If you have a homeowner’s association, make sure renting out a room is allowed and/or what rules apply when doing so. If you’re renting a house or apartment, check with your landlord before posting the room. Not doing so could result in a breach of your lease agreement and be grounds for your eviction.


It’s also a good idea to work with your homeowner’s insurance agent to get an additional rider on your policy that addresses renting out a room in your home via Airbnb or another short-term rental service. Although Airbnb provides a liability insurance policy, it won’t cover theft.

Getting your home ready

Now that you’ve decided renting a room on Airbnb is right for you, it’s time to get your home ready for a short-term tenant. While you’re just renting out a room in your home, you also need to prep common areas like a bathroom, kitchen, or maybe a living area depending on how you decide to word your ad. There’s no need to spend much time on these common areas, as long as they’re tidy, clean and accessible.


Spend a bit more time on the room you plan to rent. Invest in a nice set of sheets — several if you plan to rent it several nights in a row to different tenants — and even consider a new mattress if yours is particularly dated. Get rid of any clutter, and keep decor simple and sleek.  

Marketing your room

Once your space is spotless, snap some great photos of your entire home — not just the room you’ll be renting. Consider hiring a professional photographer experienced in real estate photography.

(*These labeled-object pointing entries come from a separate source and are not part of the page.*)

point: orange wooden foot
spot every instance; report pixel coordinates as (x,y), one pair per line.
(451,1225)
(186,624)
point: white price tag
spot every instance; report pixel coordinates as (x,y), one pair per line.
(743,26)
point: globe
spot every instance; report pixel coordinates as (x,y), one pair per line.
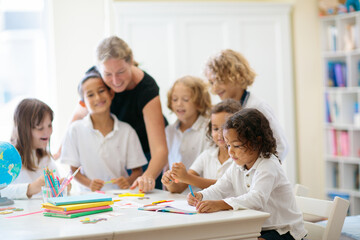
(10,166)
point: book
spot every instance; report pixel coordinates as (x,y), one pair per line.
(71,207)
(76,211)
(177,206)
(75,215)
(94,197)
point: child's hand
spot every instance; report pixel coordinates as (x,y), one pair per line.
(212,206)
(193,201)
(178,172)
(96,184)
(121,182)
(167,179)
(35,186)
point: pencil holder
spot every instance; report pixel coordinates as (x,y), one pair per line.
(47,192)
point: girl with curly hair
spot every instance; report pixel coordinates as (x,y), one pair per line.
(256,179)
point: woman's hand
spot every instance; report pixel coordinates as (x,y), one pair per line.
(193,201)
(145,184)
(212,206)
(121,182)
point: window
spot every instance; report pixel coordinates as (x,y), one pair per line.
(23,57)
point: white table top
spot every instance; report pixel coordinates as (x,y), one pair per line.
(133,223)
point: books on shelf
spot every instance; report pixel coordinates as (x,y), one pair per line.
(339,143)
(331,37)
(337,74)
(332,108)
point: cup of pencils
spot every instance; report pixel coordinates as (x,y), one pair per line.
(47,192)
(52,185)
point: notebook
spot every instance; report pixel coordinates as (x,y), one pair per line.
(87,198)
(77,211)
(74,215)
(71,207)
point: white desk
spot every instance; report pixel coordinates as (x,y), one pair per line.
(134,224)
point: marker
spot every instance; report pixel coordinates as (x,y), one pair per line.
(192,193)
(131,195)
(68,181)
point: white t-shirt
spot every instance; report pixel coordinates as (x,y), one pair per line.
(264,108)
(186,146)
(207,164)
(102,157)
(18,188)
(265,188)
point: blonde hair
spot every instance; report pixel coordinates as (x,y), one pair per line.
(114,47)
(199,93)
(28,114)
(230,66)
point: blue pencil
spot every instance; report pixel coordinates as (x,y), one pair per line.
(192,193)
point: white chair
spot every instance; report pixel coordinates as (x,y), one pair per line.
(335,211)
(301,190)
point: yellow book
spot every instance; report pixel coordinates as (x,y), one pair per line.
(70,207)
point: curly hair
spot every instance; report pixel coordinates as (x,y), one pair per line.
(228,106)
(229,66)
(114,47)
(253,131)
(199,93)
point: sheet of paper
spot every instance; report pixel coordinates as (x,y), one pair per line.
(180,204)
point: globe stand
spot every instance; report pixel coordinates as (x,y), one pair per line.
(5,201)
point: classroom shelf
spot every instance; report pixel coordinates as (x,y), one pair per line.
(341,64)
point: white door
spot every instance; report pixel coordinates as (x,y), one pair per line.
(173,39)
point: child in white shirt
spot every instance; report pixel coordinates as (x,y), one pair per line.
(255,180)
(212,163)
(104,146)
(190,100)
(230,75)
(31,136)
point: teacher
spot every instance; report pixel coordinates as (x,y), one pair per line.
(136,102)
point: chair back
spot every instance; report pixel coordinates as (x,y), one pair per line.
(335,211)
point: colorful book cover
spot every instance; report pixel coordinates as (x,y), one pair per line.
(71,207)
(74,215)
(76,211)
(87,198)
(333,142)
(344,142)
(340,82)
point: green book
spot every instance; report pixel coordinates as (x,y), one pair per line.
(74,215)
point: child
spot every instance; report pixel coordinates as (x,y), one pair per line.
(229,75)
(186,138)
(100,143)
(256,179)
(31,136)
(213,162)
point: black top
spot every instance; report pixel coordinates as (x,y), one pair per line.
(128,107)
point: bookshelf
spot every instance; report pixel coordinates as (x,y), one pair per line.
(341,58)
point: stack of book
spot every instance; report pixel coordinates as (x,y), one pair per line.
(77,206)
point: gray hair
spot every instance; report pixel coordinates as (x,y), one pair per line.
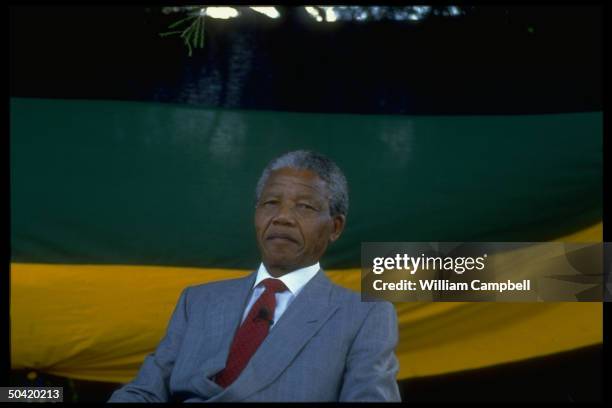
(326,169)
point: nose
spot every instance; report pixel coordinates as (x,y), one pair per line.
(284,215)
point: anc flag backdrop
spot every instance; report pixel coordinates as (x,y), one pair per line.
(123,195)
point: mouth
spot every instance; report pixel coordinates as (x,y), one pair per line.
(281,237)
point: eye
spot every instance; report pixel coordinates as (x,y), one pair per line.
(269,202)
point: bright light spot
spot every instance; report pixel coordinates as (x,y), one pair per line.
(221,12)
(268,11)
(314,12)
(330,14)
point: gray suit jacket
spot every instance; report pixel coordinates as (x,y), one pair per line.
(327,346)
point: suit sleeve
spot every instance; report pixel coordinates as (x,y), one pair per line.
(371,365)
(152,382)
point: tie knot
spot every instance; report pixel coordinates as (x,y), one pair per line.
(274,285)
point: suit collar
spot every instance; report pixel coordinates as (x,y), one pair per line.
(302,319)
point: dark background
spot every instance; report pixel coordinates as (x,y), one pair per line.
(489,60)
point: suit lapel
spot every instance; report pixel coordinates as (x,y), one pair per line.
(224,316)
(302,319)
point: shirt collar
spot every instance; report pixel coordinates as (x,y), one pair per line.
(294,280)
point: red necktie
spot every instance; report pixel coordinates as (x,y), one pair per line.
(251,333)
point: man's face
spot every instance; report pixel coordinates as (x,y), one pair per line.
(292,220)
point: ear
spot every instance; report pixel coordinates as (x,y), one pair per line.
(339,221)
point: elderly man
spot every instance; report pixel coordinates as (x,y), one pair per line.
(285,332)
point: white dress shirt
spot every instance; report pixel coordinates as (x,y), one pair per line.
(295,282)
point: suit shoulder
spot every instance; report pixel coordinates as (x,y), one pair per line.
(204,290)
(351,299)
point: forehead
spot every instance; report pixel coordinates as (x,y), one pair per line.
(290,180)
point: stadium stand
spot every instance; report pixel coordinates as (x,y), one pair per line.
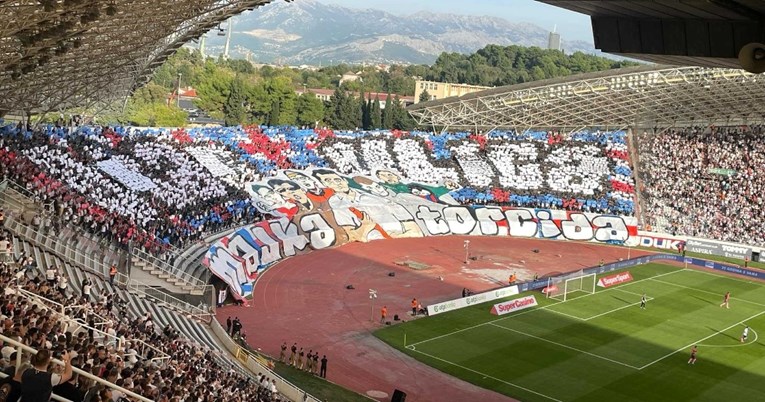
(156,188)
(132,342)
(705,182)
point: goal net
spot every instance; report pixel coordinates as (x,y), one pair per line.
(560,287)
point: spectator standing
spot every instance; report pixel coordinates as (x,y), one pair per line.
(14,383)
(316,362)
(37,383)
(282,351)
(112,274)
(323,371)
(293,353)
(50,276)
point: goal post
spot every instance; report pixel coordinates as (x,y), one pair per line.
(559,288)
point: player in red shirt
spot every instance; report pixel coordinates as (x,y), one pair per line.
(726,298)
(692,360)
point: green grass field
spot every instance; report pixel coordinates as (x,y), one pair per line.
(602,346)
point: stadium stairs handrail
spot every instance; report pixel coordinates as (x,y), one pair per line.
(20,348)
(118,341)
(195,284)
(53,397)
(73,257)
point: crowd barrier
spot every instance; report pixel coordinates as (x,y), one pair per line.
(666,241)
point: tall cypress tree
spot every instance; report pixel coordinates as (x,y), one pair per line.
(388,113)
(375,119)
(336,102)
(273,117)
(366,113)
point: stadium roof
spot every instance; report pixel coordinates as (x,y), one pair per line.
(637,96)
(60,53)
(707,33)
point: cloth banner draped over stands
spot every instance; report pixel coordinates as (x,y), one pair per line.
(320,208)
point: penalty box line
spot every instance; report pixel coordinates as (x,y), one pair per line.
(604,313)
(701,340)
(531,310)
(486,375)
(567,347)
(707,291)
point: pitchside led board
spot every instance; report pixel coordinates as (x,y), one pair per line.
(716,248)
(321,208)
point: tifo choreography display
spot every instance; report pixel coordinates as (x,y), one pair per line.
(320,208)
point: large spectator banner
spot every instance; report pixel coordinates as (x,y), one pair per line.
(320,208)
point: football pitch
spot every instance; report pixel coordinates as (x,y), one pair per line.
(602,346)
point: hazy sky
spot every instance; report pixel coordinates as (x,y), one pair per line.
(572,26)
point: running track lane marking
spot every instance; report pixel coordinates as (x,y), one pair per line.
(486,375)
(707,292)
(734,346)
(539,308)
(702,339)
(567,347)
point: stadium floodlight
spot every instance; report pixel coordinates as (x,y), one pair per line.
(560,287)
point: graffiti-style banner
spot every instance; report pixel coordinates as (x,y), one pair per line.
(319,208)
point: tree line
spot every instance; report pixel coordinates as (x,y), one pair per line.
(237,92)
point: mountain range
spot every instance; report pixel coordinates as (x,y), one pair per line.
(314,33)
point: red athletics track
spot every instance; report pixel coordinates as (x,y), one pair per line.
(304,300)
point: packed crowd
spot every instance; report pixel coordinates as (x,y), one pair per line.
(130,189)
(583,171)
(158,187)
(172,369)
(705,182)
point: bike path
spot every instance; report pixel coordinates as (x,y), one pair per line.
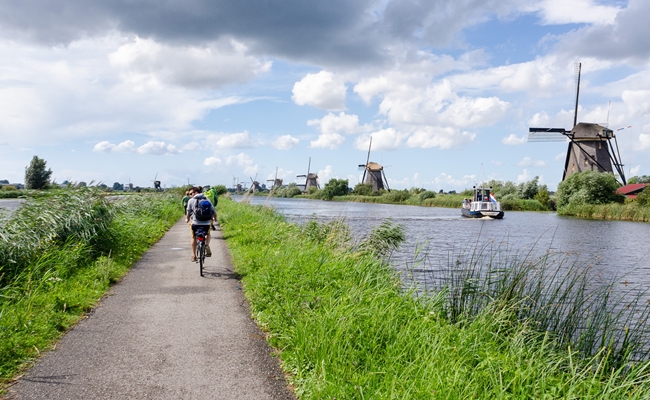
(163,332)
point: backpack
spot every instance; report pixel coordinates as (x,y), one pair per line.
(203,211)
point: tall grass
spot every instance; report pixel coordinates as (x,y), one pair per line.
(555,293)
(345,327)
(59,253)
(630,211)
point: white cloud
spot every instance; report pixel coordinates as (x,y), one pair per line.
(126,146)
(147,63)
(524,176)
(513,140)
(244,161)
(74,92)
(448,182)
(324,175)
(443,138)
(235,141)
(529,162)
(341,123)
(321,90)
(330,140)
(212,161)
(157,148)
(285,142)
(383,140)
(191,146)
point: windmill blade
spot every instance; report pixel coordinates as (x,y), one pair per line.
(578,68)
(547,135)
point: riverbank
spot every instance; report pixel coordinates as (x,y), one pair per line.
(629,211)
(347,329)
(59,253)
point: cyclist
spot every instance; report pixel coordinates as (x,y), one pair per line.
(211,194)
(192,207)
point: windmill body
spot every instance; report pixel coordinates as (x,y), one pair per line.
(592,147)
(374,176)
(311,179)
(588,149)
(373,173)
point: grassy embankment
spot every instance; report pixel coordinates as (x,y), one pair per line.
(345,327)
(441,200)
(59,253)
(629,211)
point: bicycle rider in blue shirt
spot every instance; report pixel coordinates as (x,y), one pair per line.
(196,197)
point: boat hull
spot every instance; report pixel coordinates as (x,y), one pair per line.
(481,214)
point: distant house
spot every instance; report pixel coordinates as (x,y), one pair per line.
(632,190)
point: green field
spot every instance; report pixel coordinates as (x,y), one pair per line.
(345,327)
(59,253)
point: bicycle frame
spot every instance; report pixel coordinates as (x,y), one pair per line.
(200,248)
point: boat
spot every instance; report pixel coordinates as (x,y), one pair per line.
(482,205)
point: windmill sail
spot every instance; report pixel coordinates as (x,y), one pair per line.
(589,147)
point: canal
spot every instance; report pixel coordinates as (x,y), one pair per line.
(617,250)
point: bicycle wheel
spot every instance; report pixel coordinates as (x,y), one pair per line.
(201,257)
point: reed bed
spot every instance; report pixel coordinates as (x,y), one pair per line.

Photos are one of the first things a guest views when determining whether to rent your space, so show off the unique aspects of your home, including any special touches such as morning coffee, soaps and shampoos or access to outdoor spaces or firepits.


Now, write your room’s description. Start with a title that grabs attention and speaks to the type of guest you anticipate will be interested in your space. After all, they won’t see your full description unless the title attracts them enough to read more. In your full description, be sure to mention any amenities you provide — like access to laundry, an iron, or bottle opener.


The key is to manage your guests’ expectations. While you should absolutely talk up the great things about your home and your friendliness as a host, you should also be upfront about any shortfalls of your home. This might include difficult parking, a chilly basement room, or the distance to local entertainment. If they know about these issues going into the stay, they may find them acceptable. If they expect a perfect place and are surprised when they don’t find that, however, you’re likely to get a negative review and fewer guests as a result.

Determine your check-in process

After they book, guests will want to know how they’ll check in to your place. If you don’t have a busy schedule, you may wish to greet your guests in-person. But, if you come and go frequently, you may be best served by investing in a portable key lockbox or a digital keyless entry system. This allows guests to check it at their convenience.


You’ll also want to write up some very specific instructions on how to find your home and access the lockbox or keyless entry. Taking some time to perfect these instructions will save you from panicked phone calls and lots of messages.

Staying safe

Since you’ll be letting complete strangers stay in your home, your personal safety should take priority. Although it’s not feasible to background check each guest, there are some steps you can take to ensure your guest isn’t dangerous. One option is to have Airbnb verify their identity by having guests upload a valid government-issued ID or connecting a Facebook, Google+, or LinkedIn account to an Airbnb account. While these aren’t fail-safe, they can add an extra layer of protection.


As a host, you also have the option of declining a reservation or even cancelling a booking if the guest doesn’t have sufficient reviews to ease your concerns. You may also wish to do some internet sleuthing.


You’ll also want to protect your property by stashing anything of large value in cabinets with a lock or a safe. While you may plan to be in the home anytime your guest is, this is still good practice and can give you a bit of peace of mind. Best not to give guests the opportunity.

Is Airbnb right for you?

Renting out a room for Airbnb isn’t right for everyone — particularly if you have a family or young children. However, many find Airbnb a fun, simple opportunity to take on a small real estate investment side hustle and meet people from all over the world.


If you’re on the fence, try it a time or two — then open up your home for more dates if all goes well.